With respect to deletion/addition mutations, for CHEMBL3354189, there is a value of UNDEFINED MUTATION in variant_sequences.mutation and assays.description contains information confirming it is a deletion mutation. This is not always the case with other data points so it would appear that there is no reliable correspondence between assays.description and variant_sequences.mutation to fully delineate deletion mutations.
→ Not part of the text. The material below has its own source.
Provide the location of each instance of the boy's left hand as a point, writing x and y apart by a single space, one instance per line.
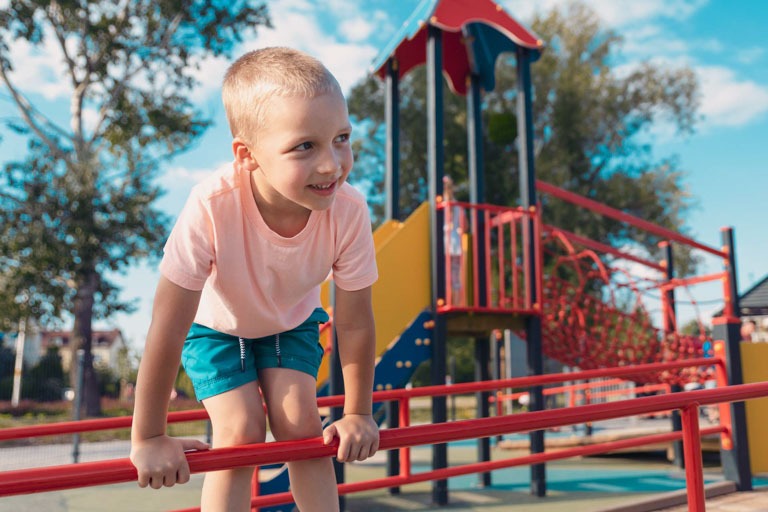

So, to pcode this out, when retrieving sequence data for model training,

if protein sequence == WT

select component_sequences.sequence

elif protein sequence == SUBSTITUTION_MUTATION

select variant_sequences.sequence

Where WT can be determined if there is a record in component_sequences.sequence and SUBSTITUTION_MUTATION can be determined if there is both a record in component_sequences.sequence and variant_sequences.sequence, as it seems CHEMBL enforces that one can only input a mutation sequence if one has already inputted a wt sequence. Other types of mutation seem like they would be determined only unreliably from, say, assays.description.